L’altra conseguenza è naturalmente sull’educazione degli studenti universitari. Se guardiamo ai dati inglesi, per esempio, è sorprendente confrontare l’effetto stimato di due variabili individuali dei cittadini sulla loro propensione a votare per il partito conservatore: una è l'intelligenza, l’altra la laurea. L'intelligenza ha un effetto positivo (aumenta la probabilità di votare conservatore) statisticamente significativo e sostanziale. La laurea (cioè, essere andati all’università) ha un effetto negativo, di dimensioni e significatività pari a quello dell’intelligenza. In un vecchio linguaggio politico, le università sono la cinghia di trasmissione del partito fra le masse dei laureati.

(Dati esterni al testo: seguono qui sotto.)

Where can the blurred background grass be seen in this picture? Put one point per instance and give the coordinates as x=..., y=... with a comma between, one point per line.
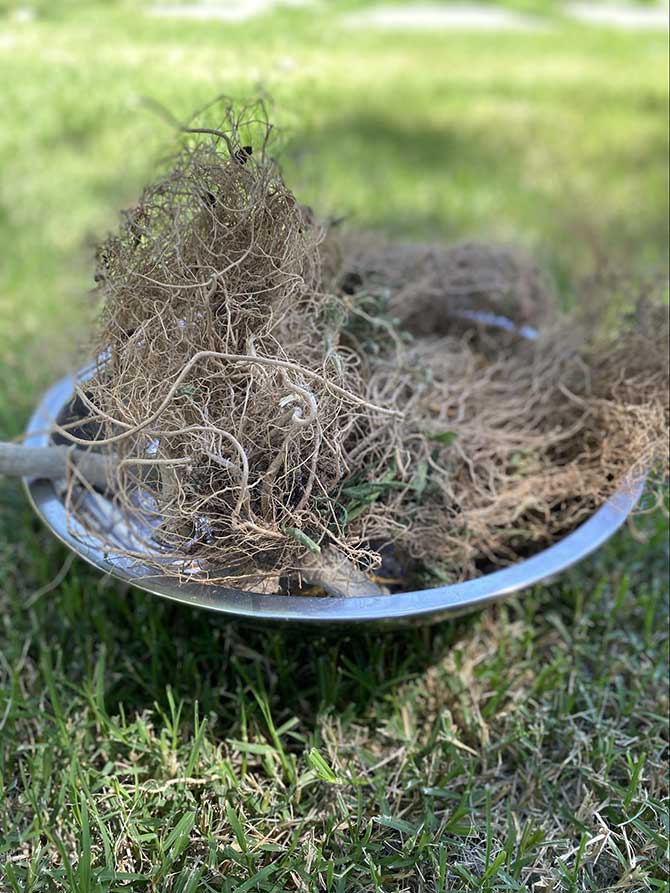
x=555, y=139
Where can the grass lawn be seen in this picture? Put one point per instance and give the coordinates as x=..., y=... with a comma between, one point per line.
x=147, y=747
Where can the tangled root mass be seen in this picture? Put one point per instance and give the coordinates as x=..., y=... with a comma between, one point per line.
x=270, y=388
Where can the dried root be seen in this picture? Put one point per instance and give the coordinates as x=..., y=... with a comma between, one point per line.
x=292, y=391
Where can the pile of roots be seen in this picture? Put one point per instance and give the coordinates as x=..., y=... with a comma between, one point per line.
x=271, y=389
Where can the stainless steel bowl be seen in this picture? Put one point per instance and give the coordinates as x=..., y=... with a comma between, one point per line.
x=424, y=606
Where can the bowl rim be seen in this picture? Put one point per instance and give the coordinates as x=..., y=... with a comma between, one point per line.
x=420, y=605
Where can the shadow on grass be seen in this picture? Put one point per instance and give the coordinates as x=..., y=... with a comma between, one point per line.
x=148, y=645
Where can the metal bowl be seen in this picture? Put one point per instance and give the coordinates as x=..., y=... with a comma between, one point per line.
x=405, y=608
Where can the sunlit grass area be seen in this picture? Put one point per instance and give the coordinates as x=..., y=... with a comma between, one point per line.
x=147, y=747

La massa dei laureati, diventati in seguito giornalisti, avvocati, giudici, imprenditori, sono l’esercito della classe dirigente, un po’ più limitata dal punto cognitivo di quella precedente, e un po’ più arrogante perché ha la laurea.
Le conseguenze politiche di questo nuovo ruolo dell'università sono chiare, di nuovo se guardiamo ai dati. Un modo interessante di vedere questo è confrontare gli strati sociali che hanno formato nel 2008 la coalizione che ha eletto Obama presidente e la nascente coalizione che sostiene la candidatura di Kamala Harris. La prima era ancora una coalizione di working class, la seconda è soprattutto una coalizione di laureati. Obama aveva tra la classe lavoratrice un margine di 4 punti, mentre Harris perde al momento tra la classe lavoratrice di 15 punti. Obama perse tra i laureati bianchi di otto punti percentuali, Harris ha oggi un margine di 15. Il partito democratico negli Stati Uniti è passato dall’essere un partito di lavoratori a un partito di laureati che hanno tutto l’interesse a difendere lo status quo.
Una conclusione realista
L’analisi dell'evoluzione e della trasformazione dell’istituzione università è un caso particolare di una più ampia trasformazione sociale e politica. Anche in questo caso, è utile riconoscere che ci troviamo nel mezzo di un confronto ideale tra posizioni politiche e filosofiche fondamentalmente diverse, anzi opposte, e che le trasformazioni dell’università che stiamo osservando sono in parte dovute a inefficienze e miopie, ma in gran parte anche all’implementazione di un programma, una missione progressista. Questo programma non è certo un piano nella mente di pochi. Magari lo fosse. È nella mente di migliaia e migliaia di persone, quasi tutte purtroppo animate da buone intenzioni e da chiari interessi di gruppo. Le due questioni fondamentali sono quelle della libertà di insegnamento e quella di ricerca. Su questi due fronti avverrà il confronto o, peggio, lo scontro.